I am the resurrection and the life, Jesus is making a point, that nobody rises from the dead unless I say so. There is no hope outside of Jesus, there is no resurrection apart from Jesus. He is not just the giver of life, he is the reviver of life, for he is the essence of life. Death has no power over him, he holds all the power, he has victory over death! And he willingly gives this to you because he is the good shepherd and he laid down his life for you. We live, we die and we live again in the presence of God. How can Jesus say that your brother will rise again, because he himself is the very source that gives that power away. Jesus in this moment wasn’t just professing he is the resurrection and the life, he is about to prove it.

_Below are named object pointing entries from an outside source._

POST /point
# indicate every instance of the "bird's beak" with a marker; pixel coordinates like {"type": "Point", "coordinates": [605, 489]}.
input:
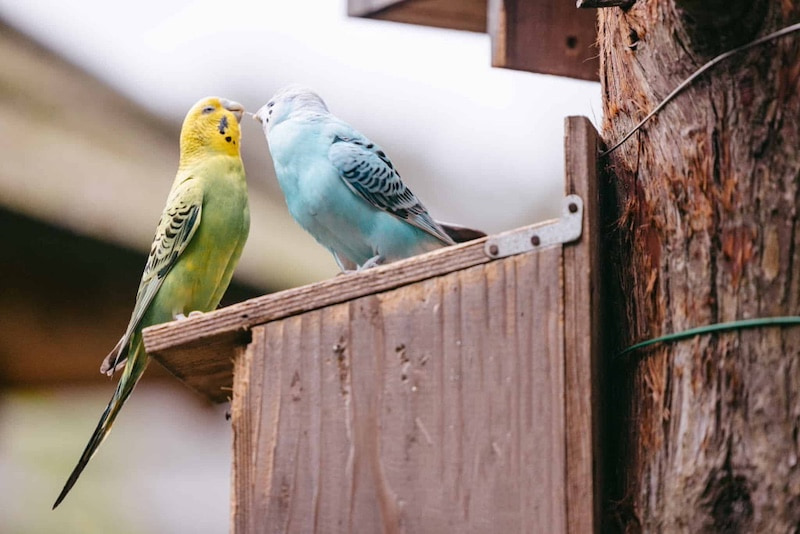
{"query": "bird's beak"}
{"type": "Point", "coordinates": [257, 116]}
{"type": "Point", "coordinates": [234, 107]}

So then Jesus meets Mary and she, like Martha, asks where you were, and he is led to Lazarus’s tomb. And one of the most profound verses in the whole new testament says “Jesus Wept” But this weeping wasn’t just out of sadness, looking at the pain death causes, the hurt the world has on people, and darkness in the world because of sin. He wept. The healer knew what was going to happen next and he Wept. Which means two things, You can have the strongest faith, the type that moves mountains, and still weep for the loss of what you had and still have grief all the time. Second, God sees your tears, God is touched by your tears, God remembers your tears and God moves to dry your tears.

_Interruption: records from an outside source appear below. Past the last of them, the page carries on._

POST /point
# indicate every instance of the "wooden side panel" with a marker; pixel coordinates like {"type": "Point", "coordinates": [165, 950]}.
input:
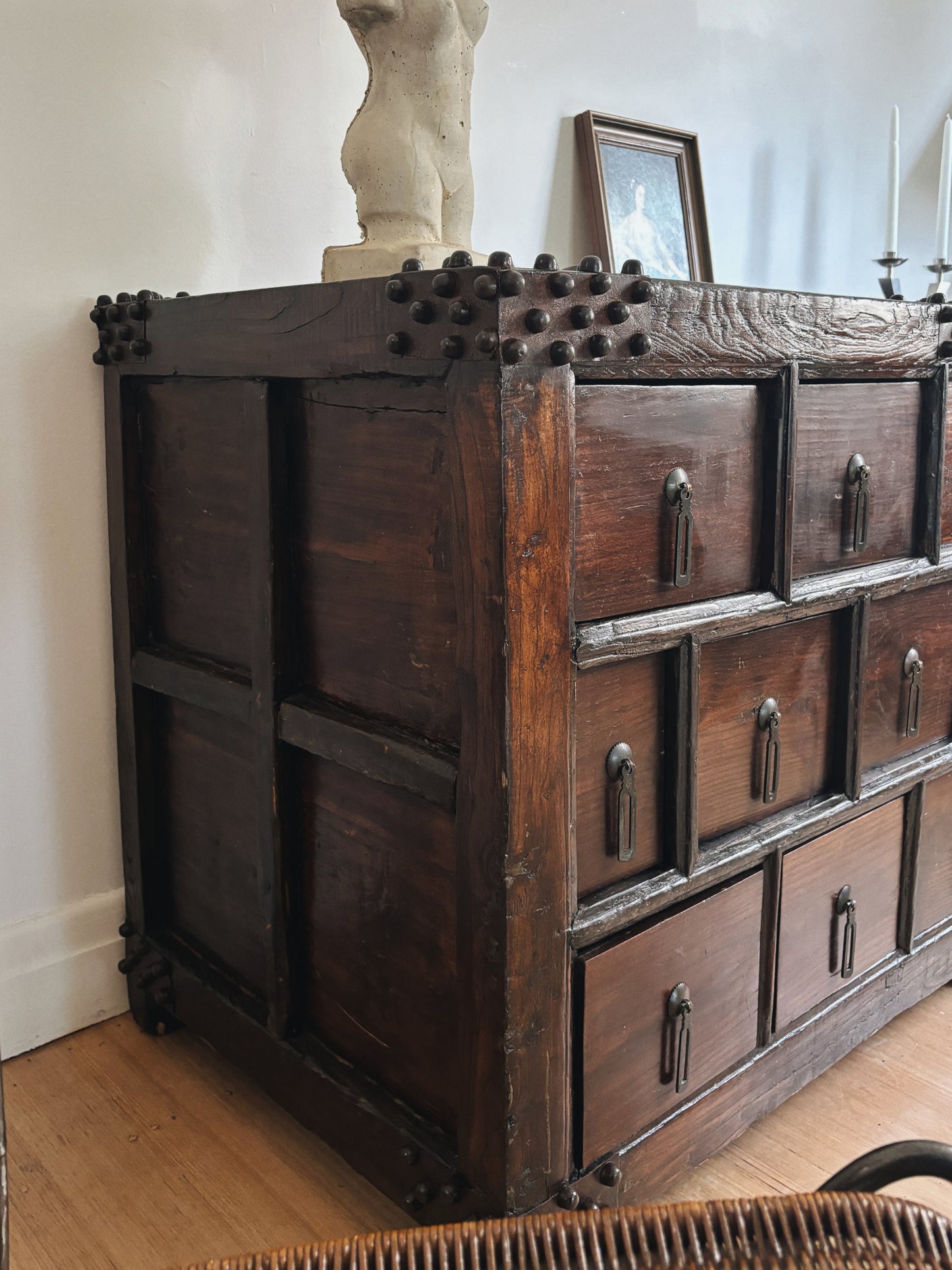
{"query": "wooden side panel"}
{"type": "Point", "coordinates": [865, 855]}
{"type": "Point", "coordinates": [882, 422]}
{"type": "Point", "coordinates": [619, 704]}
{"type": "Point", "coordinates": [920, 620]}
{"type": "Point", "coordinates": [798, 667]}
{"type": "Point", "coordinates": [630, 1042]}
{"type": "Point", "coordinates": [378, 925]}
{"type": "Point", "coordinates": [934, 890]}
{"type": "Point", "coordinates": [371, 504]}
{"type": "Point", "coordinates": [629, 440]}
{"type": "Point", "coordinates": [208, 860]}
{"type": "Point", "coordinates": [194, 442]}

Jesus says for them to remove the stone, and he prays saying, “So they took away the stone. Then Jesus looked up and said, “Father, I thank you that you have heard me. 42 I knew that you always hear me, but I said this for the benefit of the people standing here, that they may believe that you sent me.” Jesus prayed for the benefit that others would believe in him, not for the act that was about to happen, for I believe Jesus didn't have to even ask, because he already was the resurrection and the life.
43 When he had said this, Jesus called in a loud voice, “Lazarus, come out!” 44 The dead man came out, his hands and feet wrapped with strips of linen, and a cloth around his face. Jesus said to them, “Take off the grave clothes and let him go.” There is an interesting parallel here, it says that Lazarus though resurrected, was still wrapped in his grave clothes. Then in the resurrection of Jesus it says that his grave clothes were folded, he wasn’t bound in them. Two important distinctions to help us understand, Lazarus was wrapped in his grave clothes symbolizes the fact that he would need them again. Lazarus would go on to die again, Jesus’s left in the tomb symbolizes he will never experience death again because he is exactly who he said he was, the resurrection and the life.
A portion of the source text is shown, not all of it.